According to Bloomberg, 11 research analysts who cover Kossan have rated “hold” calls, versus eight “buy” calls and two “sell” recommendations. The average target price is RM3.52.

CGS-CIMB Securities wrote in its Oct 22 quarterly results review: “We keep our ‘add’ call on Kossan in view of its attractive valuations (it is trading at a 17.8% discount to Kossan’s five-year mean of 16 times), its strong balance sheet (net cash of RM2.5 billion as at end-9MFY2021, 43% of the current market cap), and the inelastic global demand for gloves in the long run.” 

Even so, the research outfit has slashed its target price to RM3 in tandem with earnings-per-share cuts on projected weaker quarter-on-quarter (q-o-q) results in FY2022 and FY2023.

The anticipated weaker q-o-q results were on the back of declining ASPs and lower sales volume, owing mainly to aggressive expansion plans from new and existing glove producers, less aggressive buying patterns of customers and lower spot orders, the research house said.

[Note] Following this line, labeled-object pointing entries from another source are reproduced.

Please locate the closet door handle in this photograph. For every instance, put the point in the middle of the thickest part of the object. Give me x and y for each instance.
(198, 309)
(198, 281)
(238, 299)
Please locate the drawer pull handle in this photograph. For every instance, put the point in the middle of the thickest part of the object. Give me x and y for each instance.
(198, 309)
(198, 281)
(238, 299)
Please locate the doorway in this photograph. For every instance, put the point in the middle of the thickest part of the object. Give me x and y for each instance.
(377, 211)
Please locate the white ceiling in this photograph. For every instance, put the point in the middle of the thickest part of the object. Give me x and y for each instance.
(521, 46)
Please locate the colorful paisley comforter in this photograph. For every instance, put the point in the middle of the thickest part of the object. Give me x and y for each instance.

Meanwhile, AmInvestment Bank Research — which has a “hold” call on the counter, with a lower fair value of RM2.55 compared with RM3.06 previously — wrote that while the upside for Kossan is capped as the ASP downtrend continues, the downside is limited, as its share price has fallen below the pre-pandemic level of RM2.45, which was last recorded on Jan 31, 2020. As at 12.30pm on Dec 6, it was RM1.93.

“As Kossan’s capacity has expanded with a much stronger balance sheet, we believe our valuation is fair, as its fundamentals remain intact,” it said in an Oct 22 note to clients.